Continued on front page F term (reference) 2H086 BA15 BA35 BA36 4F070 AA01 AA26 AC36 AC40 AC45 AC46 AC72 AE08 BB08 CA12 CA14

Claims (13)

[Claims] 1. A recording medium having at least a base material and an ink receiving layer, wherein the ink receiving layer contains a sugar chain polymer compound in which sugar forms a main chain together with other components, or at least one kind of repeating unit. What is claimed is: 1. A recording medium comprising a sugar chain polymer compound having a molecular chain crosslinked with sugar. 2. The recording medium according to claim 1, wherein the sugar chain polymer compound has a saccharide bonded to another component by an ester bond, a urethane bond, or an amide bond. 3. The recording medium according to claim 1, wherein the sugar is a sugar chain polymer compound that is a sugar containing only a glucopyranose ring. 4. The recording medium according to claim 1, wherein said saccharide is an oligosaccharide. 5. An oligosaccharide comprising maltose, cellobiose, lactose, isomaltose, chitobiose, nigerose, trehalose, melibiose, cellotriose, chitotriose, maltotriose, cellotetraose, chitotetraose, maltotetraose, cellopentaose, Maltopentaose, chitopentaose,
5. The recording medium according to claim 1, wherein the recording medium is at least one of cellohexaose, maltohexaose, chitohexaose, and acetylated products thereof. 6. The recording medium according to claim 1, wherein the saccharide is a polysaccharide. 7. The method of claim 7, wherein the polysaccharide is cellulose, starch, glycogen, galactan, mannan, chitin, chitosan,
7. It is at least one of alginic acid, polyglucosamine, pullulan and hyaluronic acid.

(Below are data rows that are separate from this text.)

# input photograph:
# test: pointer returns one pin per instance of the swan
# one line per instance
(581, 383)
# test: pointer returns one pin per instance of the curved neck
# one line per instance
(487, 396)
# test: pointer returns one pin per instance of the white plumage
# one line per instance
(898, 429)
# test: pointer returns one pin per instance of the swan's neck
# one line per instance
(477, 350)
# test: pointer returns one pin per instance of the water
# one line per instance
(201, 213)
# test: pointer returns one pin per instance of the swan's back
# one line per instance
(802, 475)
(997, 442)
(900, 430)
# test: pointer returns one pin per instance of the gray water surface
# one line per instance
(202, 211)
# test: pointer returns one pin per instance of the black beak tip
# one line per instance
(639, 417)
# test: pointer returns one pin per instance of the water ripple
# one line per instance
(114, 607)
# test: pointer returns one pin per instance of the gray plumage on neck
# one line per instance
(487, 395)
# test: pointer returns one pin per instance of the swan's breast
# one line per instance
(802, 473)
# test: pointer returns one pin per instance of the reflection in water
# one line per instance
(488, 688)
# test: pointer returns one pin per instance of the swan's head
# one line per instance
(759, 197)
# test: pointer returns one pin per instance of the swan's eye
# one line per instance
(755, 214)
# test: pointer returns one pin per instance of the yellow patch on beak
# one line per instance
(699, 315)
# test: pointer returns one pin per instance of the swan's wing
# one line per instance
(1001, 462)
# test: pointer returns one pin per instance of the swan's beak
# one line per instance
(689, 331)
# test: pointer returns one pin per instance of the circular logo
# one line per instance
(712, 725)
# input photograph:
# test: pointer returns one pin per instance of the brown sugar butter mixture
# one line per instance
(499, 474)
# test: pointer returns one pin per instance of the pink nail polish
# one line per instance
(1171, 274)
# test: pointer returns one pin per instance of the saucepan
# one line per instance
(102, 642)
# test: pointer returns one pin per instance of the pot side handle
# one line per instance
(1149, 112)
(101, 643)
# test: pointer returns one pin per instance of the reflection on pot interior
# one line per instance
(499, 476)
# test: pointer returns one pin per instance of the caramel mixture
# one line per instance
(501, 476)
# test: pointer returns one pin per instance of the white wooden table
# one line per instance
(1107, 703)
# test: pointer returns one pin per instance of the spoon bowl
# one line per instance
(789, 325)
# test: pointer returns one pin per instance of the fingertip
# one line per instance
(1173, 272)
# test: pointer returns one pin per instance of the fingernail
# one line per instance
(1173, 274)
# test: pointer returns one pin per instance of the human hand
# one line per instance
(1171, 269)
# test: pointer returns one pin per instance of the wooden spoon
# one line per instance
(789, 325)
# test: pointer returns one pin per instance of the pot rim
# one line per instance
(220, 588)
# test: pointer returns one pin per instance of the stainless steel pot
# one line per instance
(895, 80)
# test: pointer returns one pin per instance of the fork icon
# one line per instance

A recording medium according to claim 1. 8. The recording medium according to claim 1, wherein the other component is a dicarboxylic acid. 9. The recording medium according to claim 1, wherein the molecular chain having the repeating unit is synthesized from a compound selected from dicarboxylic acids, diols, diamines, diisocyanates, and polyvinyl alcohol. 10. The recording medium according to claim 1, wherein the crosslinked chains are crosslinked by a sugar moiety in the chain. 11. The recording medium according to claim 1, wherein the cross-linked chains are cross-linked at a portion other than the sugar in the chain. 12. The recording medium according to claim 1, wherein the repeating unit is derived from a compound having a vinyl group or derived from a sugar. 13. The recording medium according to claim 1, wherein all the constituent components are made of a polymer material having biodegradability.